For continuous modeling of chromosomes, it is impossible that independent recombination events occur at exactly the same location, and thus a new junction of type (1122) can be formed only by duplicating a chromosome segment. We have

J_{t} (1122) = K_{t - 1} (1122),

(10a)

K_{t} (1122) = \frac{s_{t}}{2} R_{t - 1} + \frac{s_{t}}{2} J_{t - 1} (1122) + (1 - s_{t}) K_{t - 1} (1122),

(10b)

where the first term on the right-hand side of Equation 10b refers to the scenario that the two haplotypes ac and bd are the copies of a single chromosome segment of the previous generation. Thus overall density ρ in Equation 3 does not depend on three-gene non-IBD probabilities according to Equation 7 and Equations 10a and 10b.

We focus on calculating the three less complicated densities R, J(1232), and J(1122), and they depend on the non-IBD probabilities α(12) and α(123). The basic model parameters are the two-gene coalescence probability s_t and the three-gene coalescence probability q_t, and they are determined by the population size N_t₋₁ and the mating scheme ℳ_t₋₁ of the previous generation.

Monoecious populations with random selfing

In monoecious populations with random selfing, all the homologous genes are equivalent, and as a result it is not necessary to distinguish whether two homologous genes are in a single individual or in two distinct individuals. It is a Wright–Fisher ideal population but with variable size. We redefine s_t and q_t as unconditional coalescence probabilities regardless of two or three homologous genes being in distinct individuals or not at generation t. Thus s_t is also the probability that an individual at generation t is produced by selfing. According to Equations 4b and 5b, we have

α_{t} (12) = (1 - \frac{1}{2} s_{t}) α_{t - 1} (12),

(11a)

α_{t} (123) = (1 - s_{t} - \frac{1}{2} q_{t}) α_{t - 1} (123),

(11b)

where α_t(12) and β_t(123) are redefined as unconditional probabilities regardless of the distribution of two or three homologous genes among individuals at generation t.

The recurrence relation for R in Equation 7 remains the same. We similarly redefine J(1232) and J(1122) as unconditional expected junction densities, and their recurrence relations are revised as

J_{t} (1232) = (1 - \frac{s_{t}}{2}) J_{t - 1} (1232) + (1 - s_{t}) α_{t - 1} (123),

(12a)

J_{t} (1122) = (1 - \frac{s_{t}}{2}) J_{t - 1} (1122) + \frac{s_{t}}{2} R_{t - 1},

(12b)

according to Equations 8b and 10b.

Simulation of breeding populations

To evaluate the theoretical predictions of the expected junction densities, we simulate various mapping populations. Assuming that there is no natural selection, we simulate the genome ancestral origins of a breeding individual by first simulating a breeding pedigree according to the breeding design Ω = {L, N_t, ℳ_t} and then dropping a FGL on the pedigree. A unique FGL is assigned to the whole genome of each complete inbred founder or to the haploid gamete of each outbred founder. Each descendant gamete is specified as a list of FGL segments determined by chromosomal crossovers. In a diploid breeding population, each gamete consists of a pair of homologous chromosomes of 1 M in length. The number of crossovers between a pair of homologous chromosomes follows a Poisson distribution.
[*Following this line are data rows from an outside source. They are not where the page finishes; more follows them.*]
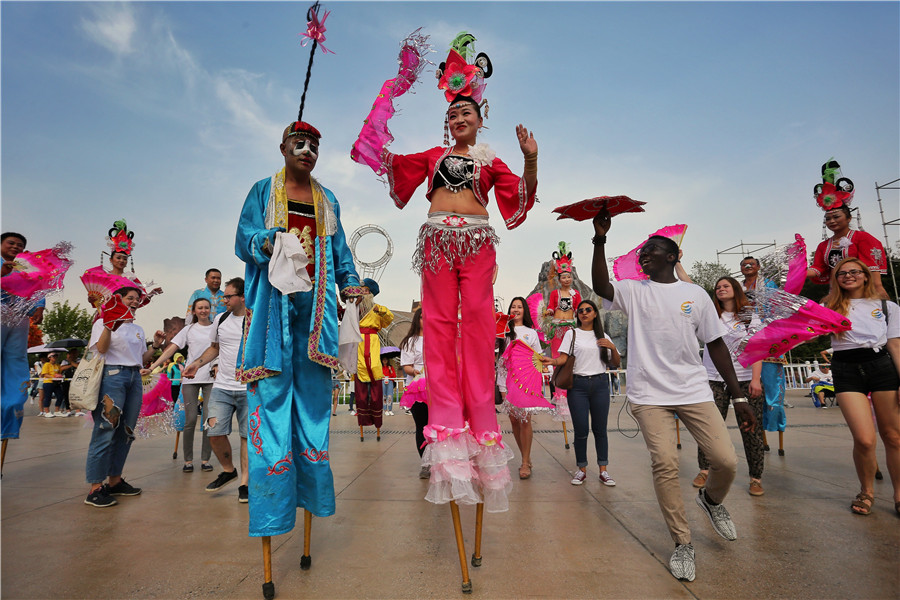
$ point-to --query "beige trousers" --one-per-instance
(705, 423)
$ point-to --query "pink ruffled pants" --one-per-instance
(460, 391)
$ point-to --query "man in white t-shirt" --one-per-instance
(229, 396)
(665, 376)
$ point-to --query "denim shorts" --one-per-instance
(878, 375)
(223, 404)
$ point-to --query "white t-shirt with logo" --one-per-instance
(587, 352)
(126, 347)
(737, 331)
(868, 325)
(227, 334)
(665, 322)
(196, 337)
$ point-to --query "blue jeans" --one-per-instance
(14, 377)
(590, 396)
(110, 445)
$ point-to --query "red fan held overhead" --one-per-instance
(588, 209)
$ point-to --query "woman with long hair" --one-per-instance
(730, 302)
(197, 339)
(866, 362)
(589, 397)
(123, 346)
(414, 398)
(520, 327)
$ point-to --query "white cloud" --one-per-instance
(113, 27)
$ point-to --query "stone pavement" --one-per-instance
(799, 540)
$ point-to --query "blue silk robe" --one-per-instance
(289, 347)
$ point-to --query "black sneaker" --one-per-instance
(100, 498)
(123, 488)
(222, 480)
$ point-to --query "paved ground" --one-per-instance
(799, 540)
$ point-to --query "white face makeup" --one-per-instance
(302, 145)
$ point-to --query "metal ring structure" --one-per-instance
(371, 268)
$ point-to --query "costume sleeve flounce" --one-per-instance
(374, 138)
(513, 199)
(252, 235)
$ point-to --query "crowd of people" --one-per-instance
(275, 337)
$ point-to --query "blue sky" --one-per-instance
(717, 114)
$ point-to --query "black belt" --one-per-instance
(857, 355)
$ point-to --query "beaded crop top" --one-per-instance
(455, 173)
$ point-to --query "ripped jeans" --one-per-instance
(110, 445)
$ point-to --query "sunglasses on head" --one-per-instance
(853, 272)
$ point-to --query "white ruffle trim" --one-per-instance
(464, 471)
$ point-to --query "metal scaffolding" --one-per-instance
(745, 249)
(891, 185)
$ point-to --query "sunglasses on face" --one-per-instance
(853, 272)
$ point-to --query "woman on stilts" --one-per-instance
(456, 257)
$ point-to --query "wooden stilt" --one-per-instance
(268, 586)
(306, 560)
(479, 521)
(461, 547)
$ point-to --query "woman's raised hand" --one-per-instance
(602, 222)
(526, 139)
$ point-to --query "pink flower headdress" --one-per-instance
(460, 78)
(834, 191)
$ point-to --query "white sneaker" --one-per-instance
(718, 517)
(682, 563)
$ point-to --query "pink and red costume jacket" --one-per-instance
(406, 172)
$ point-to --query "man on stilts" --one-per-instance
(296, 254)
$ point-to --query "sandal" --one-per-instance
(859, 506)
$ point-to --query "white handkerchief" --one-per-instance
(349, 338)
(287, 267)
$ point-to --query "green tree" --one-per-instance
(64, 321)
(706, 274)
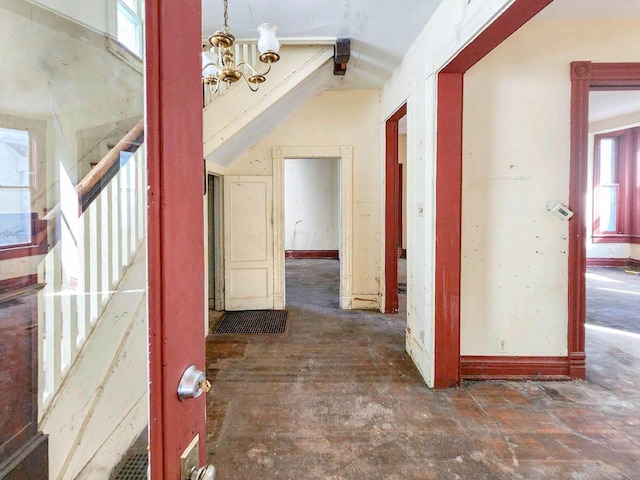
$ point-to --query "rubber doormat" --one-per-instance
(253, 322)
(132, 467)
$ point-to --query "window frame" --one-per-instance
(37, 185)
(139, 16)
(626, 173)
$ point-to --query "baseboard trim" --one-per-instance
(365, 302)
(514, 368)
(609, 262)
(312, 254)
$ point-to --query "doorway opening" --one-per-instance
(215, 252)
(312, 231)
(612, 222)
(343, 156)
(395, 233)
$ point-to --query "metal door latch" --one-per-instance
(189, 464)
(193, 383)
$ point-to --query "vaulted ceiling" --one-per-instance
(380, 31)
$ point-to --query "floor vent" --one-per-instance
(253, 322)
(132, 467)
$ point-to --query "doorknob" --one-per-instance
(192, 384)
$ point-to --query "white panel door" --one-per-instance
(248, 243)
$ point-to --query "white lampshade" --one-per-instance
(210, 70)
(268, 41)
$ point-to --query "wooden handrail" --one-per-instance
(130, 142)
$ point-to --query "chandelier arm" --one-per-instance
(253, 70)
(249, 84)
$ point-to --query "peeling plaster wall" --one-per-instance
(336, 118)
(454, 24)
(516, 166)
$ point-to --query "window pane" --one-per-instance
(14, 158)
(129, 30)
(607, 161)
(132, 4)
(15, 216)
(608, 207)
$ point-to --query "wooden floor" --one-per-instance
(338, 398)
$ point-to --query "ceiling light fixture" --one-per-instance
(218, 63)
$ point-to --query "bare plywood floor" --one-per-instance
(338, 398)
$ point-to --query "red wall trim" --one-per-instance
(608, 262)
(448, 185)
(519, 13)
(312, 254)
(175, 228)
(585, 76)
(448, 229)
(392, 198)
(514, 368)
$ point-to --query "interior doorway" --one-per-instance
(215, 256)
(312, 230)
(612, 223)
(394, 211)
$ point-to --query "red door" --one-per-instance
(176, 225)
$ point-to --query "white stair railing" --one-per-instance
(85, 264)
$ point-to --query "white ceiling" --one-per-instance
(603, 105)
(380, 31)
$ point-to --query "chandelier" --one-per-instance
(218, 63)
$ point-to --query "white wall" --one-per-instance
(454, 24)
(516, 166)
(98, 15)
(336, 118)
(311, 204)
(605, 250)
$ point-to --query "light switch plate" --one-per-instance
(562, 211)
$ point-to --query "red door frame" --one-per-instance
(176, 262)
(393, 196)
(585, 76)
(449, 185)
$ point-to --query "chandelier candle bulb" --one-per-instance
(268, 44)
(219, 65)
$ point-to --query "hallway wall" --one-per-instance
(338, 118)
(516, 167)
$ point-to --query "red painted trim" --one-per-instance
(312, 254)
(175, 228)
(448, 185)
(392, 197)
(514, 368)
(585, 76)
(519, 13)
(608, 262)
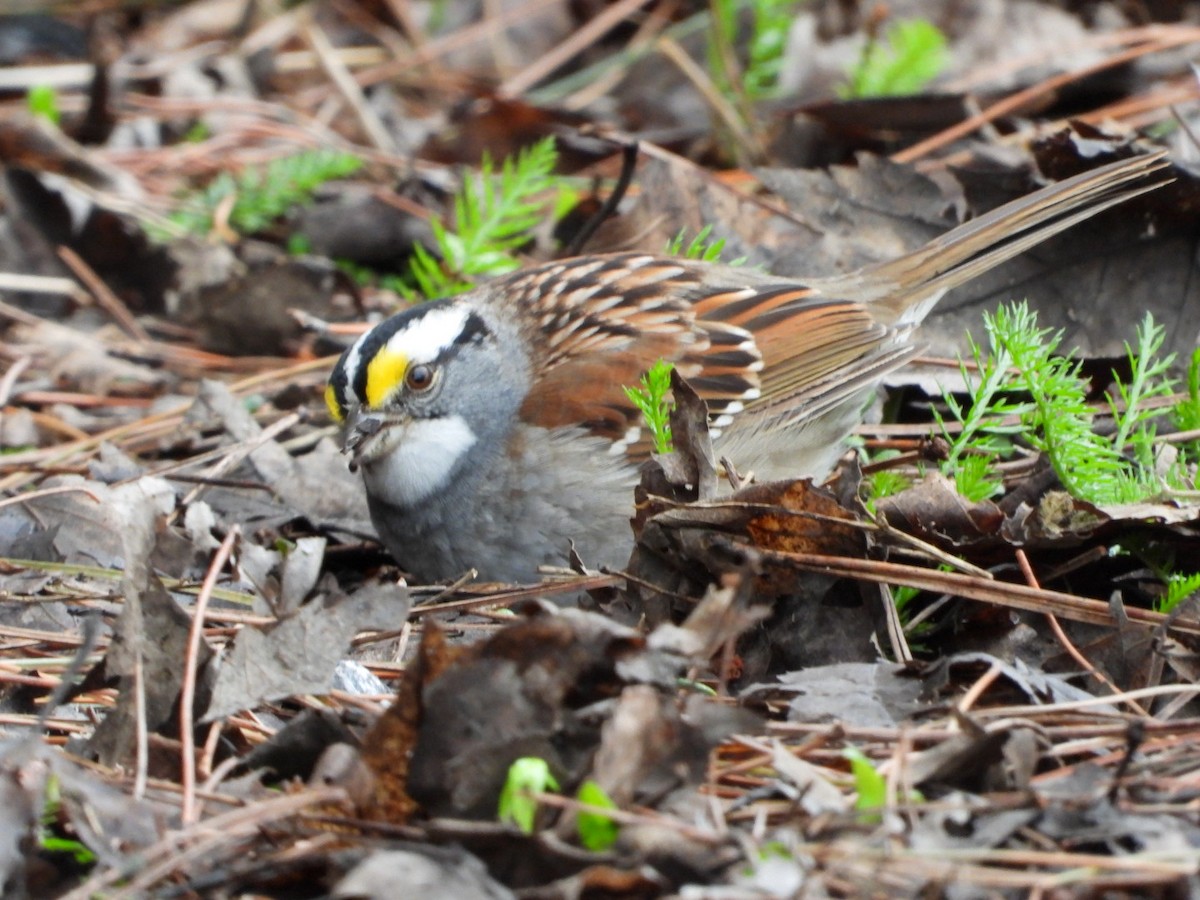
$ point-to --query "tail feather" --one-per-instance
(973, 247)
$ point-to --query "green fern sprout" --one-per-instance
(700, 247)
(493, 216)
(43, 102)
(264, 193)
(1186, 414)
(652, 399)
(982, 436)
(1024, 378)
(910, 55)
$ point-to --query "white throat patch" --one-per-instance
(419, 465)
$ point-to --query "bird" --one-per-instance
(492, 430)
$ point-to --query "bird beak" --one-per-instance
(360, 433)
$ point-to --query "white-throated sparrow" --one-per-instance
(491, 427)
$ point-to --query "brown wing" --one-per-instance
(744, 341)
(605, 321)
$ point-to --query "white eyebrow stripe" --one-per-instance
(425, 339)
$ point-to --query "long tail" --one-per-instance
(976, 246)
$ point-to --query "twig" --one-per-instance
(187, 689)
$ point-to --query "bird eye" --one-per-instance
(419, 377)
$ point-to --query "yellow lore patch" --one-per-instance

For a mapping population with the particular breeding design, the realized junction densities and IBD probabilities are saved for all individuals in any generation in each simulation replicate, and they are averaged over in total 10⁴ replicates. The breeding pedigrees are fixed or vary across replicates, according to the nature of the mating scheme ℳ_t. Various mating schemes are used in simulating breeding pedigrees. We use pairing to refer to the intercross mating scheme in 2ⁿ-way (n ≥ 1) RILs, where individuals in parent populations are assigned to exclusive pairs, and each pair produces one offspring. The gender is alternative female and male for a dioecious population. Selfing and sibling are used to produce inbred lines at inbreeding stage.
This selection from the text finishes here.